Elles ont été précédées de plusieurs cas d’immolation, gestes rappelant celui d’un Tunisien qui avait déclenché la révolte ayant conduit à la chute de Zine El Abidine Ben Ali.
– 26: Des milliers de manifestants dans les rues malgré l’interdiction des autorités. La police fait usage de gaz lacrymogènes, de matraques et même de pierres. Les protestataires jettent des pierres sur les forces anti-émeutes.
– 27: Au moins un millier de personnes arrêtées (officiel). L’opposant Mohamed ElBaradei revient au Caire et se dit prêt à mener la transition.
– 28: Des manifestations massives dégénèrent en émeutes: au moins 62 morts dans des heurts manifestants/policiers. M. Moubarak demande à l’armée de faire respecter la sécurité et d’appliquer le couvre-feu au Caire, Alexandrie et Suez.
Incendies au siège du parti au pouvoir et dans de nombreux commissariats. Nuit marquée par des pillages.
– 29: Au moins 33 morts dans des heurts. A Rafah et Ismaïliya, les sièges de la Sûreté de l’Etat attaqués, émeutes dans des prisons.
M. Moubarak nomme un nouveau Premier ministre, le général Ahmad Chafic, et crée un poste de vice-président, octroyé au chef des Renseignements, le général Omar Souleimane.
– 30: Des milliers de manifestants au Caire. L’armée boucle le centre-ville avec des chars d’assaut, des avions de chasse survolent la capitale à basse altitude.
– 31: M. Moubarak forme un nouveau gouvernement. Au ministère de l’Intérieur, Habib el-Adli est remplacé par Mahmoud Wagdi.
L’armée s’engage à ne pas faire usage de la force, jugeant les revendications du peuple « légitimes ».
FEVRIER
– 1er: Plus d’un million de manifestants dans le pays. Marée humaine place Tahrir, dans le centre du Caire, occupée par les contestataires.
M. Moubarak annonce qu’il ne sera pas candidat à la présidentielle. Les manifestants exigent son départ immédiat.
– 2-3: Des heurts sanglants éclatent place Tahrir, lorsque des partisans de M. Moubarak font irruption. Les manifestants antigouvernementaux repoussent leurs assaillants. Onze morts et 915 blessés.
– 4: Des centaines de milliers d’Egyptiens dans les rues, à l’occasion d’une mobilisation baptisée « vendredi du départ ».
– 5: Démission du bureau exécutif du Parti national démocrate (PND), dont fait partie le fils de Moubarak, Gamal.

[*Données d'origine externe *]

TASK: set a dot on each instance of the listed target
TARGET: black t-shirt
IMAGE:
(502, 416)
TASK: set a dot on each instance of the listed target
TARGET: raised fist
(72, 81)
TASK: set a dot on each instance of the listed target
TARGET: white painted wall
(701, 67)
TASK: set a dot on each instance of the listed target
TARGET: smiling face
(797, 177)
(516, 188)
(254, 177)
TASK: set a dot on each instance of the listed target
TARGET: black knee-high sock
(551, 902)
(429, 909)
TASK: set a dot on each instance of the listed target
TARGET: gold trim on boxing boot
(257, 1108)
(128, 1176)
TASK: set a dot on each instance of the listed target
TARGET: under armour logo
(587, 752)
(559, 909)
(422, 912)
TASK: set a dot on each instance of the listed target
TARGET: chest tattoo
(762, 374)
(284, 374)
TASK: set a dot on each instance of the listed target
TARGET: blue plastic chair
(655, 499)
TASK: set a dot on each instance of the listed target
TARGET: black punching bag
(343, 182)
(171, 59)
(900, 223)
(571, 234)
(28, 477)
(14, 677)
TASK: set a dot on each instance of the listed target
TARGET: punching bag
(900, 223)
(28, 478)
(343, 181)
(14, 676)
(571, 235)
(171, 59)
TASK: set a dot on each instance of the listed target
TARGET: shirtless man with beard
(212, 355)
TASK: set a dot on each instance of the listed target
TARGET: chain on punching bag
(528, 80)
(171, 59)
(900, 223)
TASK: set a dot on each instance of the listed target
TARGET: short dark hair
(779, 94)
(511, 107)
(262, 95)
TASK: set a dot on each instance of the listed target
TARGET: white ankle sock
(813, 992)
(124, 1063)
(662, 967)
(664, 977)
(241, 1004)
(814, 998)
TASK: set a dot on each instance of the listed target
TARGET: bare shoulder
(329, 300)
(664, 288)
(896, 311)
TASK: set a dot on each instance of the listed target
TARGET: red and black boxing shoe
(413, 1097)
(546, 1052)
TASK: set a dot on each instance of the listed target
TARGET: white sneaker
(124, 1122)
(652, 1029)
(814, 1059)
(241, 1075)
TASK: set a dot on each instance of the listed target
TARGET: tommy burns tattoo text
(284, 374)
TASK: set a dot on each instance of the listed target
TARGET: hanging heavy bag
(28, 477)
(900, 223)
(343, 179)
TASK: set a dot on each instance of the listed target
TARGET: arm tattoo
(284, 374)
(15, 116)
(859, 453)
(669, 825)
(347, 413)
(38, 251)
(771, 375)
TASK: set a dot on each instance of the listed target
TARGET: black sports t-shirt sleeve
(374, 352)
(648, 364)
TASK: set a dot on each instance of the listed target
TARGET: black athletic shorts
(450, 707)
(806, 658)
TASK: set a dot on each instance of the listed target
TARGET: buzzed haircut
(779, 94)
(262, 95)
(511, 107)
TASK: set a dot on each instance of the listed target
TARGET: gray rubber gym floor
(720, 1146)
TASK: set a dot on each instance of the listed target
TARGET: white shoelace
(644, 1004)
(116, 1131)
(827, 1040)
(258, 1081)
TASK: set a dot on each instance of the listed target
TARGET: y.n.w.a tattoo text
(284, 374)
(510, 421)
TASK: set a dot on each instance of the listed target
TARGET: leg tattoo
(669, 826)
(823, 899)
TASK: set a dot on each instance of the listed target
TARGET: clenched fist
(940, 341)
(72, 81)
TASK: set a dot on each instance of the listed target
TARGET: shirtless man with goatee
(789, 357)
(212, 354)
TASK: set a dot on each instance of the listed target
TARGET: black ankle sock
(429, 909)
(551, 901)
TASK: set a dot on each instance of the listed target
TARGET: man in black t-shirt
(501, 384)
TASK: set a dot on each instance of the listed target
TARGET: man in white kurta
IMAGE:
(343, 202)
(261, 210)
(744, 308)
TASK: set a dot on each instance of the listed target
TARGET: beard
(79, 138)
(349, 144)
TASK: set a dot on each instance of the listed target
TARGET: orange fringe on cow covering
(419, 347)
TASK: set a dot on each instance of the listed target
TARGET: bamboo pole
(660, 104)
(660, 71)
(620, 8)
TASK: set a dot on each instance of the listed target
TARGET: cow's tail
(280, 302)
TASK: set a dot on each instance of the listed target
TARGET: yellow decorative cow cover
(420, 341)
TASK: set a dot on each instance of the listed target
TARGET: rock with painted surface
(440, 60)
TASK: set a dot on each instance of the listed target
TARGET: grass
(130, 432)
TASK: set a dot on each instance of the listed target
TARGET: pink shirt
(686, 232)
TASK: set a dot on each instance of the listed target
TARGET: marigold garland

– 6: Les Frères musulmans se joignent à un dialogue politique national, avec d’autres groupes d’opposition, mais dénoncent l’insuffisance des réformes proposées.
– 7: M. Moubarak promet une hausse des salaires et décide d’une commission d’enquête sur les violences.
– 8: Des centaines de milliers de personnes défilent au Caire et en province, manifestations les plus importantes depuis le début du mouvement. M. Moubarak forme une commission pour amender la Constitution.
– 9: Des violences sanglantes touchent le Sud reculé. Des centaines de manifestants encerclent le Parlement et le siège du gouvernement au Caire. Le pouvoir avertit que l’armée interviendra « en cas de chaos pour reprendre les choses en main ».
– 10: M. Moubarak annonce qu’il délègue ses prérogatives au vice-président tout en s’accrochant au pouvoir, déclenchant la fureur des manifestants. Le président américain Barack Obama juge que ce transfert de pouvoirs n’est pas « suffisant ».
– 11: Plus d’un million de manifestants dans toute l’Egypte. Le président Moubarak quitte ses fonctions et remet le pouvoir à l’armée, provoquant une explosion de joie dans le pays.